Large companies in the US, UK and Germany have made far slower progress in reporting on social responsibility than on their green credentials, a Scottish research project has found.
The three-year study at the universities of Glasgow and Aberdeen, backed by the Economic and Social Research Council, will this week present some of its findings at an Edinburgh seminar staged by Scottish Business in the Community.
Using a database of 2000 companies split into the US, UK, Germany, and rest of the world, the academics have studied 150 reports on sustainability and CSR from big companies at three time periods most recently 2013.
Dr Kelly Kollman, senior lecturer at Glasgow University's School of Social and Political Sciences, said: "CSR is hard to define and very politically contested," she said. "What is put out seems to be ever-expanding and a moving target.What also makes it controversial is the extent to which it should be voluntary or incorporated into legal mandates."

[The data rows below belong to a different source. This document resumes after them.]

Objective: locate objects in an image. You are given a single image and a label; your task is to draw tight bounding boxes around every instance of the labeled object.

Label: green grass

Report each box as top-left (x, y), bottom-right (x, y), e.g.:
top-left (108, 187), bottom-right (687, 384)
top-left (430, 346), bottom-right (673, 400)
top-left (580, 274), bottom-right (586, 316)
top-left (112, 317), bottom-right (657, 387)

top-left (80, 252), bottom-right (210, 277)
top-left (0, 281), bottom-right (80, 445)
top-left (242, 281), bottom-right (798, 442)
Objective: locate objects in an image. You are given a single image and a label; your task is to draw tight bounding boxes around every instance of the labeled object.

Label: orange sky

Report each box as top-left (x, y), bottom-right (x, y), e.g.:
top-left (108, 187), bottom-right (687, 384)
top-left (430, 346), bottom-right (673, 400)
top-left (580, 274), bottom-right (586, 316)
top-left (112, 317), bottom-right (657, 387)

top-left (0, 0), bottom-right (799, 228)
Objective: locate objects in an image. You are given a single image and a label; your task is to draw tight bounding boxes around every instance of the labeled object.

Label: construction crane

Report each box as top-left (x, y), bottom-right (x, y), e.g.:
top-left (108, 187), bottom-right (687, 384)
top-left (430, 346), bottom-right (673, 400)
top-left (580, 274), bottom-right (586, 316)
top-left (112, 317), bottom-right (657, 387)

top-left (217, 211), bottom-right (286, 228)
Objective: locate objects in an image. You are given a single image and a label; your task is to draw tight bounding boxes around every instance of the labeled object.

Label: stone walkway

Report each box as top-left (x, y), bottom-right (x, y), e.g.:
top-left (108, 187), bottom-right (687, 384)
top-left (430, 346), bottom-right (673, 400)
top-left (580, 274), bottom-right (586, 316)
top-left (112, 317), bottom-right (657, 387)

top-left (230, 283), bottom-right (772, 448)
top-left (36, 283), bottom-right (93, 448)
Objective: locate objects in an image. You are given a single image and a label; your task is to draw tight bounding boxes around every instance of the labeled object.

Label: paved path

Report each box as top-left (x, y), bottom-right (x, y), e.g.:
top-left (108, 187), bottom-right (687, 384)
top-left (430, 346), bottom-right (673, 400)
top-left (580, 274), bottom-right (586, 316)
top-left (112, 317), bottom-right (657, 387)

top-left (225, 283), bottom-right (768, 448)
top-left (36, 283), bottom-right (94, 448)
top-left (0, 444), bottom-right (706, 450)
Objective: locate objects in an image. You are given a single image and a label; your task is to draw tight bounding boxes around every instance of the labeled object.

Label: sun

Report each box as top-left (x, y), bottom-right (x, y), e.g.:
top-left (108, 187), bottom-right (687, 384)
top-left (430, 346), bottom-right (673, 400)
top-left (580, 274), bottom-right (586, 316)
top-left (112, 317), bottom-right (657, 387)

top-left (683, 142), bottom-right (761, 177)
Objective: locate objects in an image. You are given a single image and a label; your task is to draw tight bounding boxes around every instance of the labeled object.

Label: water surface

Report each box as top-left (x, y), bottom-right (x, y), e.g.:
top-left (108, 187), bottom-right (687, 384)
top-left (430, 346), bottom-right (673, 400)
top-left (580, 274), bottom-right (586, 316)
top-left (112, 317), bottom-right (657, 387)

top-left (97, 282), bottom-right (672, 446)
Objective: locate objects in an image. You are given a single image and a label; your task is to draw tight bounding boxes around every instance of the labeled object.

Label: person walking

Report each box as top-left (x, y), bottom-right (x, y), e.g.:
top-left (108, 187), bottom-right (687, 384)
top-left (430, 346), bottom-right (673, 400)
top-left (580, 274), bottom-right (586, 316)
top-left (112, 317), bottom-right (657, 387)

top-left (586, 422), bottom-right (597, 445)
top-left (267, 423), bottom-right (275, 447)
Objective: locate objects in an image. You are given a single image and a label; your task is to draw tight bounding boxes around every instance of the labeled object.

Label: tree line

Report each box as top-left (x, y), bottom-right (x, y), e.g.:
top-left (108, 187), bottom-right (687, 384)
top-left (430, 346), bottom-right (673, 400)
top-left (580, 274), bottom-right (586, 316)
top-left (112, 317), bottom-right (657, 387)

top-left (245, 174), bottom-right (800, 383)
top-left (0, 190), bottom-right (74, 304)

The research suggested a set of globally-recognised best practices had emerged over the past decade, as typified by the UN Global Compact. Companies were now expected to measure their environmental, social and economic impacts, identify targets for improvement, audit their progress internally, and seek external verification to increase transparency.
"What NGOs and government would particularly like to see is comparable verifiable information from companies," Dr Kollman said. It was hoped this would promote "a collaborative learning process in which companies do mitigate negative impacts and are increasingly able to provide 'public good' where benefits accrue to society more generally".
She admitted that the focus was on large corporations because it was "genuinely more difficult for small and medium-sized firms to have the resources to implement these things”.
Dr Kollman said a major finding was a far lower level of reporting on labour or human rights issues. “Companies are very reluctant to set out and publish target goals in the social area, whereas in the environmental area they have clear, measurable targets to report their progress against. It is starting to change a bit, the financial crisis has refocused firms a bit more towards labour issues, we are starting to see the living wage coming through, but very rarely do you see anyone setting a target for increasing the proportion of employees on the living wage.”
Last week German supermarket chain Lidl stole a march on competitors by promising to pay all its staff the Living Wage rate of £8.20 an hour.
The research has identified progress in several areas: supply chain due diligence, especially for human rights impacts; responsible lobbying, such as the plan for a lobby register at Holyrood; integrated reporting where CSR data appears in annual reports not separately; and co-regulation where governments require better reporting in areas such as employee welfare and gender representation in senior management.
Dr Kollman said this was based on the presumption that CSR performance could be improved through transparency rather than mandatory standards.